Wir werden auch im laufenden Jahr konsequent die ambitionierten Ziele sowie die strategischen Prioritäten verfolgen und dabei auf kapitalschonendes Wachstum setzen. Ein besonderer Fokus gilt dem Geschäft mit wiederkehrenden Erträgen und welches unserem konservativen Risikoprofil entspricht. Wir haben mit Bedacht durch das Ausnahmejahr 2022 navigiert und werden auch 2023 auf Kurs bleiben.

Wie wollen Sie den Kunden künftig Privatmarktanlagen zugänglich machen?

Wie auf unserem Investorentag 2022 mitgeteilt, ist der Eintritt in die privaten Märkte eine strategische Priorität für die Jahre 2023/24, sei es durch das Eingehen einer Partnerschaft mit einem internationalen Partner oder durch eine Akquisition eines Anbieters im Bereich Private Markets. Die Gespräche setzen wir im laufenden Halbjahr fort und werden zu gegebener Zeit weiter informieren.

«Der Eintritt in die privaten Märkte ist eine strategische Priorität für die Jahre 2023/24, sei es durch das Eingehen einer Partnerschaft mit einem internationalen Partner oder durch eine Akquisition eines Anbieters im Bereich Private Markets.»

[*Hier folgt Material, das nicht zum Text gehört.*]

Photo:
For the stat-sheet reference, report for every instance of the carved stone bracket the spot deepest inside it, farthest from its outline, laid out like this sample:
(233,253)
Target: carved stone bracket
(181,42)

Bei der zu Vontobel gehörenden Vescore kam es zu einem Führungswechsel. Daniel Seiler wurde durch Andrea Gentilini ersetzt und dieser soll nun vor allem die Expansion in den digitalen Raum und in der KI forcieren. Können Sie das etwas konkretisieren?

Mit 25 Jahren Erfolgsbilanz, starken akademischen Wurzeln und einem betreuten Kundenvermögen von 28 Mrd Euro hat Vescore eine marktführende Position als Anbieter systematischer Lösungen für anspruchsvolle Multi-Asset-Investoren. Im Einklang mit Vescore’s wachsendem Fokus auf KI wird diesem Gebiet mit einem Team von Data Scientists Rechnung getragen. Das Team wird die quantitative und die KI-Expertise von Vescore stärken und eine entscheidende Rolle bei der Entwicklung innovativer Lösungen für unsere Kunden spielen.

Welche Erwartungen haben Sie insgesamt für das Jahr 2023? Oder anders: Was macht Ihnen am derzeitigen Umfeld am meisten Sorgen und wo sehen Sie die grössten Chancen?

Kunden werden auch in Zukunft einen hohen Anlagebedarf haben. Vorsorgelücken nehmen eher zu als ab. Und im Moment sind wir davon überzeugt, dass auch in Zukunft Anlagen an den Kapitalmärkten langfristig besser rentieren als das klassische Sparbuch. Grosse Chancen wird auch weiterhin die Digitalisierung bieten. Sie wird unser Geschäft verändern, nicht aber die persönliche Beratung ersetzen. Besonders bei komplexen Themen wollen die Kunden auch in Zukunft mit einer Person ihres Vertrauens sprechen, unabhängig vom Alter und von der Vermögensklasse. Diese Erkenntnis entnehmen wir auch zahlreichen Studien. Die optimale Nutzung der digitalen Berührungspunkte ermöglicht eine noch zielgerichtetere Erfüllung von Wünschen und Erwartungen sowie Möglichkeiten zur weiteren Individualisierung zu attraktiven Kosten – was früher nicht möglich war.